On Sunday, April 3, 2016, former HCHS president Arthur H. Taylor, III
spoke at St. Paul's Episcopal Church
on the topic of Hanover and Her Railroads
: The story of the Louisa Railroad; Richmond, Fredericksburg & Potomac Railway; and Richmond and Rappahannock River Railroad.
The Chesterfield Railroad, which brought ore and iron products from the mines and foundry at Falling Creek to Richmond, was Virginia's first railroad. It was completed in late 1831. Trains first ran through Hanover County in February of 1836, in the form of the rolling stock of the Richmond, Potomac and Roanoke Railroad.
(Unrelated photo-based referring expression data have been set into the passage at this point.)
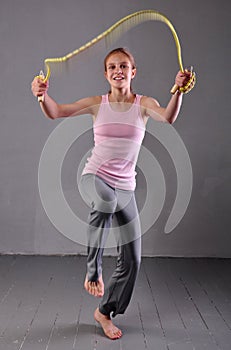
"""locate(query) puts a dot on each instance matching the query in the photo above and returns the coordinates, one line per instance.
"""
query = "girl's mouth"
(120, 77)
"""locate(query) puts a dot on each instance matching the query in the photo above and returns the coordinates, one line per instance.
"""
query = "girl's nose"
(118, 70)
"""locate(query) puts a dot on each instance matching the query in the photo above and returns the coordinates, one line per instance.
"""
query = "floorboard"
(178, 304)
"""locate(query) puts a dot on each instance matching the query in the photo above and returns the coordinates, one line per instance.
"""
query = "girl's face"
(119, 71)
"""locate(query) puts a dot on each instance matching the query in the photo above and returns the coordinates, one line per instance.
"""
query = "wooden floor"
(178, 304)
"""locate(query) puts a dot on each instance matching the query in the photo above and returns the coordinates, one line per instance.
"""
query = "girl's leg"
(102, 199)
(119, 290)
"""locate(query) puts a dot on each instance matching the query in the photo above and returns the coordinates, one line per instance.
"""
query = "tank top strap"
(138, 98)
(104, 98)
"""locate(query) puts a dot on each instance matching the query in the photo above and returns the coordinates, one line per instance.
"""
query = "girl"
(108, 179)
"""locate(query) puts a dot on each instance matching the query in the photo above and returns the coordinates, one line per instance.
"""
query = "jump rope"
(112, 34)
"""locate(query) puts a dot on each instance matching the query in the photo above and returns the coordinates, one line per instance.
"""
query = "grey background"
(33, 30)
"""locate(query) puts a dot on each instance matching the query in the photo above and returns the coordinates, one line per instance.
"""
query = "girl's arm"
(53, 110)
(170, 113)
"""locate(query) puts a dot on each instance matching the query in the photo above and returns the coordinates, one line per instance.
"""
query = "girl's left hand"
(183, 77)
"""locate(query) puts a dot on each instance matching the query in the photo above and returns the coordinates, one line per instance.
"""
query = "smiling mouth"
(118, 78)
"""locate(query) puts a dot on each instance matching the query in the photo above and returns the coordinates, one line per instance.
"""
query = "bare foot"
(94, 288)
(110, 330)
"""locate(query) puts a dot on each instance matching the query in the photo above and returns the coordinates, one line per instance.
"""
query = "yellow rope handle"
(128, 22)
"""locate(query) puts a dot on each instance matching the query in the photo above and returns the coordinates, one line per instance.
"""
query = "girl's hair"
(120, 50)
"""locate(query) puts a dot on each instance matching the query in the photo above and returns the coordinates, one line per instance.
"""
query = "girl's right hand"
(39, 87)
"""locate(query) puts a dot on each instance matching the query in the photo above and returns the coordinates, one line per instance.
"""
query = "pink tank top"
(118, 137)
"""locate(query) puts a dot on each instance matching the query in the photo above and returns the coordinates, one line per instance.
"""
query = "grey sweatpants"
(106, 202)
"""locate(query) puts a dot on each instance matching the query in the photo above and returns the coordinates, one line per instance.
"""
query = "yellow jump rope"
(113, 33)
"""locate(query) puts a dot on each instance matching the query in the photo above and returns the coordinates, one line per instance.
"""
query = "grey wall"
(33, 30)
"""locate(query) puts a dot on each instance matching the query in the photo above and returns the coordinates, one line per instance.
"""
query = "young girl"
(108, 179)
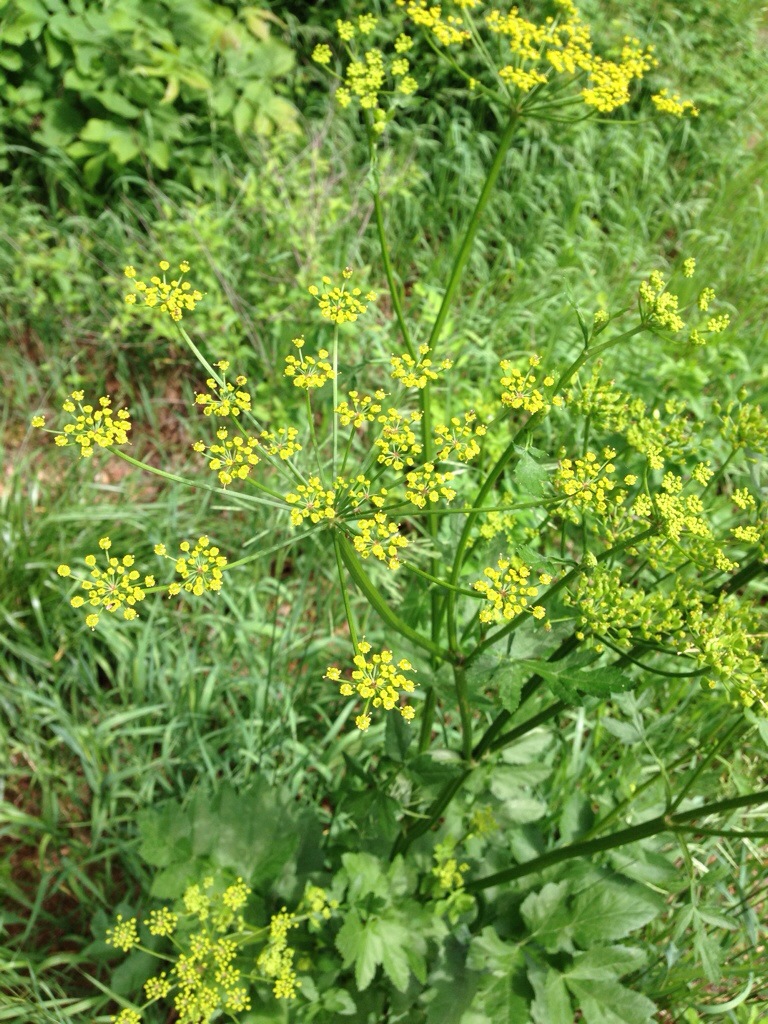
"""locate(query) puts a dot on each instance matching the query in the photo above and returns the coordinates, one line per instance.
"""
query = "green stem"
(465, 713)
(344, 592)
(379, 605)
(196, 484)
(645, 829)
(385, 258)
(469, 237)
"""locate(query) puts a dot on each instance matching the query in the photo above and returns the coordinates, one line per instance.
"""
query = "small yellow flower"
(322, 54)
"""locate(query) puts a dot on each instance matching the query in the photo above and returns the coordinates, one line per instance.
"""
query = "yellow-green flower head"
(508, 590)
(381, 538)
(312, 502)
(173, 297)
(417, 373)
(115, 588)
(90, 427)
(520, 390)
(672, 103)
(201, 567)
(339, 303)
(162, 922)
(230, 458)
(379, 680)
(308, 372)
(124, 935)
(458, 439)
(126, 1017)
(322, 54)
(227, 398)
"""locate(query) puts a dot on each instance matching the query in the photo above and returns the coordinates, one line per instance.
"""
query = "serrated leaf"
(606, 963)
(361, 946)
(529, 477)
(548, 916)
(611, 910)
(552, 1005)
(610, 1003)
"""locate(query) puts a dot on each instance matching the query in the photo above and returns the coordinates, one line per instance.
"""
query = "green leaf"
(529, 476)
(117, 103)
(376, 941)
(611, 909)
(60, 124)
(551, 1005)
(548, 916)
(610, 1003)
(606, 963)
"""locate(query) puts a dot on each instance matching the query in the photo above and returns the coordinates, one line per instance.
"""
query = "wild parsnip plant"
(564, 538)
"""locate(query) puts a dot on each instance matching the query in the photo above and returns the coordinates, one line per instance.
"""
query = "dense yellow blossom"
(379, 680)
(227, 398)
(115, 588)
(337, 302)
(91, 427)
(308, 372)
(172, 296)
(381, 538)
(230, 458)
(312, 502)
(509, 590)
(200, 566)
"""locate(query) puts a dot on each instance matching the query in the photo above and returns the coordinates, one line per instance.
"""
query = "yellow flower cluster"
(173, 296)
(397, 443)
(672, 103)
(306, 371)
(589, 485)
(458, 439)
(112, 589)
(370, 74)
(226, 399)
(210, 968)
(276, 957)
(448, 870)
(232, 458)
(381, 538)
(426, 484)
(200, 567)
(744, 425)
(520, 390)
(449, 30)
(360, 409)
(378, 680)
(281, 442)
(339, 304)
(507, 588)
(358, 492)
(662, 307)
(124, 935)
(415, 373)
(315, 503)
(91, 426)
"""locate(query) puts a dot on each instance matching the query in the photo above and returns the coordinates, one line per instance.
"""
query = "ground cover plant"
(455, 712)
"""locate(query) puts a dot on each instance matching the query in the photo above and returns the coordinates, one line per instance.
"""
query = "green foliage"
(157, 88)
(571, 826)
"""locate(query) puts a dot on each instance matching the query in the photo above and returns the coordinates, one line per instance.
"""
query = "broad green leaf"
(548, 916)
(606, 963)
(611, 910)
(552, 1005)
(610, 1003)
(529, 477)
(359, 945)
(117, 103)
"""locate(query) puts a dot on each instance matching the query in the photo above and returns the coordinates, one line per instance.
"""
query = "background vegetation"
(133, 130)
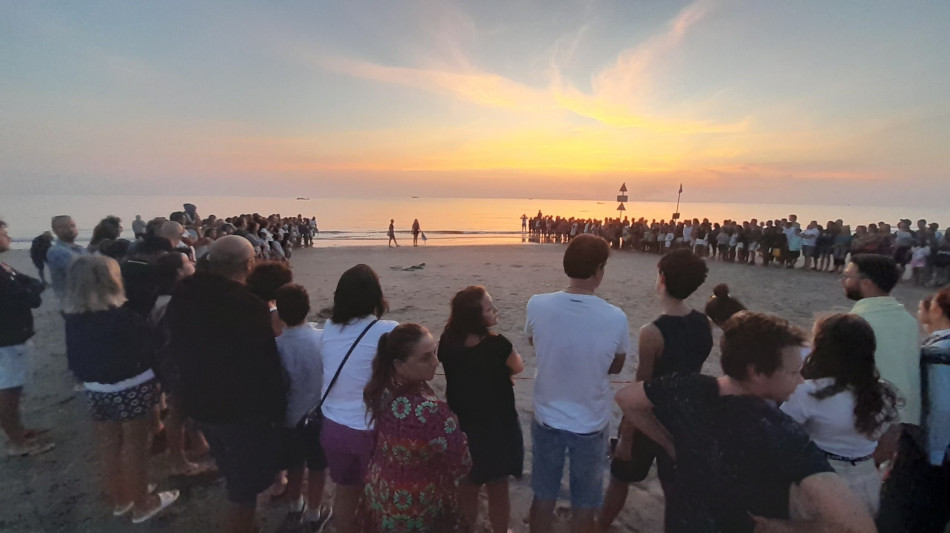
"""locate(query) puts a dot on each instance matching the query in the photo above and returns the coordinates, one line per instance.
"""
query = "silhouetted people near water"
(38, 249)
(415, 232)
(392, 234)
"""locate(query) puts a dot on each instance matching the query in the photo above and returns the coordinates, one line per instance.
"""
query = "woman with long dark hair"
(843, 404)
(478, 367)
(347, 434)
(421, 453)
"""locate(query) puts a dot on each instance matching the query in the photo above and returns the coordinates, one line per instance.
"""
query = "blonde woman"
(110, 350)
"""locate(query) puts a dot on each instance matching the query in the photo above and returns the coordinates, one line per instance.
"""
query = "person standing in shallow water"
(391, 233)
(415, 232)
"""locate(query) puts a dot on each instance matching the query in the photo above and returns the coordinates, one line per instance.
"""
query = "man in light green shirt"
(869, 279)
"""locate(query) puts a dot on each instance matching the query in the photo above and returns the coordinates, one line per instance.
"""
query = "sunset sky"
(756, 101)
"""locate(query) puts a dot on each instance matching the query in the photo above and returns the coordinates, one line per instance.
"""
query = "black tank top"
(687, 341)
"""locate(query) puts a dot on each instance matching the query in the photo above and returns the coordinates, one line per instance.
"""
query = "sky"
(844, 102)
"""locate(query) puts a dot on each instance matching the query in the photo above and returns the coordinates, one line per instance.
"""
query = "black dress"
(479, 391)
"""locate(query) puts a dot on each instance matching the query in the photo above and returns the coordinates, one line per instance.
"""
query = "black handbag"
(642, 453)
(309, 426)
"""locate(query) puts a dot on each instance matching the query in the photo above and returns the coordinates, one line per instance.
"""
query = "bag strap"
(338, 370)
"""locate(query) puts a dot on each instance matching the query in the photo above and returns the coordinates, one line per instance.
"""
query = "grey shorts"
(15, 365)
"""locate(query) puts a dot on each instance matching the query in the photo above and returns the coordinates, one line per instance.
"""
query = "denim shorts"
(587, 454)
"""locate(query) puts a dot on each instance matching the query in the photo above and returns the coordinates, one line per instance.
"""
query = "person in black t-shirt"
(479, 366)
(679, 340)
(741, 464)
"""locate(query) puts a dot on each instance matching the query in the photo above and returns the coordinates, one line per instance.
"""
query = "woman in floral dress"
(421, 453)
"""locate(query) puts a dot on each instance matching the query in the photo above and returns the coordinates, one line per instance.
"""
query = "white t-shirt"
(810, 237)
(829, 421)
(299, 349)
(345, 404)
(576, 337)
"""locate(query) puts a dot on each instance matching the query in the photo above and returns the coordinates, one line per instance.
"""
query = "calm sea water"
(446, 221)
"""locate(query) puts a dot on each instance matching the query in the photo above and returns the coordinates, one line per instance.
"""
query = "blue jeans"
(588, 462)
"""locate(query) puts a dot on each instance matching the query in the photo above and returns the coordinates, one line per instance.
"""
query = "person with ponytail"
(479, 366)
(421, 452)
(721, 305)
(843, 404)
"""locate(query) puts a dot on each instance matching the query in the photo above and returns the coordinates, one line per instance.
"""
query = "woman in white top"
(843, 404)
(347, 433)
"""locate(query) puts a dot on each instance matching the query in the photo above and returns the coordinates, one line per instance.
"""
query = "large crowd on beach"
(922, 251)
(196, 331)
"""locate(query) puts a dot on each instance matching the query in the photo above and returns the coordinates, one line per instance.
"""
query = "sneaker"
(317, 526)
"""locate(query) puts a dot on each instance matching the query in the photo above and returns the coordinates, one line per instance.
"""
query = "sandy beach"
(60, 490)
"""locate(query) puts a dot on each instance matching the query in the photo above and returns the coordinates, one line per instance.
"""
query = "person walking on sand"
(415, 232)
(392, 233)
(38, 248)
(19, 295)
(579, 339)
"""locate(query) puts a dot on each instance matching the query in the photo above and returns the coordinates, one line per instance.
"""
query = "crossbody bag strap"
(338, 370)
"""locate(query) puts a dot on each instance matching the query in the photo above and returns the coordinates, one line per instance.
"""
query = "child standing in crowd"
(299, 348)
(421, 453)
(478, 367)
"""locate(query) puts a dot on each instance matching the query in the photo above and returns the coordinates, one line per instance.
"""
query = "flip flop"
(164, 500)
(32, 433)
(193, 469)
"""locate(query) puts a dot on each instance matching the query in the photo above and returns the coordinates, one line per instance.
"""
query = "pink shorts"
(348, 452)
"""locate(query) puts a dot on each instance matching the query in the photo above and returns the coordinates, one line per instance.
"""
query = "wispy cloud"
(616, 98)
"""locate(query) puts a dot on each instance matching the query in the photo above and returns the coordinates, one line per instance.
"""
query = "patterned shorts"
(122, 406)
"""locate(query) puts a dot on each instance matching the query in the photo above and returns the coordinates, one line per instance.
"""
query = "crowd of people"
(203, 317)
(922, 251)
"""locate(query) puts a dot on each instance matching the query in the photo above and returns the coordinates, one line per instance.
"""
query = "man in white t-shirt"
(809, 242)
(579, 340)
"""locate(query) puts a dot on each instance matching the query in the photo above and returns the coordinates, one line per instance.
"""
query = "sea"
(444, 221)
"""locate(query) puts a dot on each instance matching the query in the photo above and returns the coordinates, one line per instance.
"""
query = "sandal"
(123, 510)
(32, 448)
(164, 500)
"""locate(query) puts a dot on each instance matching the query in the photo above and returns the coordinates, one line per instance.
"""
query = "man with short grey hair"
(231, 379)
(62, 253)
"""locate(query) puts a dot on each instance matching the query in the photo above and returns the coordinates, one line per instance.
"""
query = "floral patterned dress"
(420, 455)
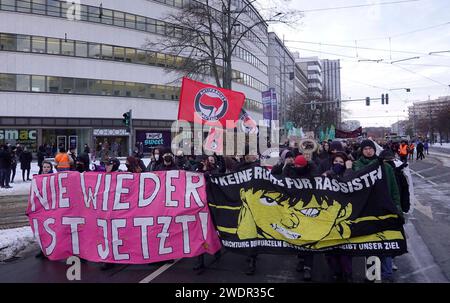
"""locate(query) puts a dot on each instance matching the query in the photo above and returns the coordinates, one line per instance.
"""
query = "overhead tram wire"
(366, 48)
(356, 6)
(398, 66)
(397, 35)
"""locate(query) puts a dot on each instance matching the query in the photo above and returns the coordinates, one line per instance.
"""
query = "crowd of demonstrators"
(333, 159)
(10, 155)
(368, 157)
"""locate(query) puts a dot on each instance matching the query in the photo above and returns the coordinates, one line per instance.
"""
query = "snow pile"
(12, 241)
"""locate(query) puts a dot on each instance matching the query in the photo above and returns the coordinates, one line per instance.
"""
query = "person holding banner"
(286, 159)
(47, 168)
(155, 160)
(341, 265)
(367, 158)
(168, 162)
(302, 168)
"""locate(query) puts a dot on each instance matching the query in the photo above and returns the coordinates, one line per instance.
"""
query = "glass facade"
(54, 46)
(95, 14)
(81, 86)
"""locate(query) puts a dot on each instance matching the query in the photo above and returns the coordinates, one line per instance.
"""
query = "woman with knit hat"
(369, 157)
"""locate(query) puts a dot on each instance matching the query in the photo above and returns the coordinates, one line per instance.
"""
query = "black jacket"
(162, 167)
(310, 170)
(5, 159)
(25, 160)
(403, 186)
This first railroad line went from Richmond to South Anna, and by May of 1836, trains emanating from stations in Richmond, Chesterfield and Taylorsville also ran to North Anna.
The Louisa Railroad was built atop the gains made by the Richmond, Petersburg and Roanoke, and added stations at Hanover Junction (now known as Doswell), Frederick Hall and Beaverdam. The tracks on these early railroads consisted of a 1" x 2", flat iron strap spiked atop wooden rails.
Passenger fares for the Louisa RR's maiden voyage
on December 20, 1837:
Frederick Hall to Beaverdam: 75¢
Frederick Hall to Hanover Junction: $1.50
Frederick Hall to Richmond: $2.75
A railroad depot was first built at Beaverdam circa
1840, to serve the farmers of Hanover and Louisa Counties. This depot and two subsequent reconstructions were burned by the Union army during the Civil War, and the depot that stands today was built in 1866.
Following the Civil War, several Virginia railroads joined to form the Chesapeake and Ohio (C&O) Railroad, which connected West Virginia's coal reserves with the James River at Richmond. The C&O eventually connected Chicago with Newport News, but discontinued its passenger service in 1971 with the creation of Amtrak. In 1972 the C&O became part of the Chessie System, along with the Baltimore and Ohio and Western Maryland Railways.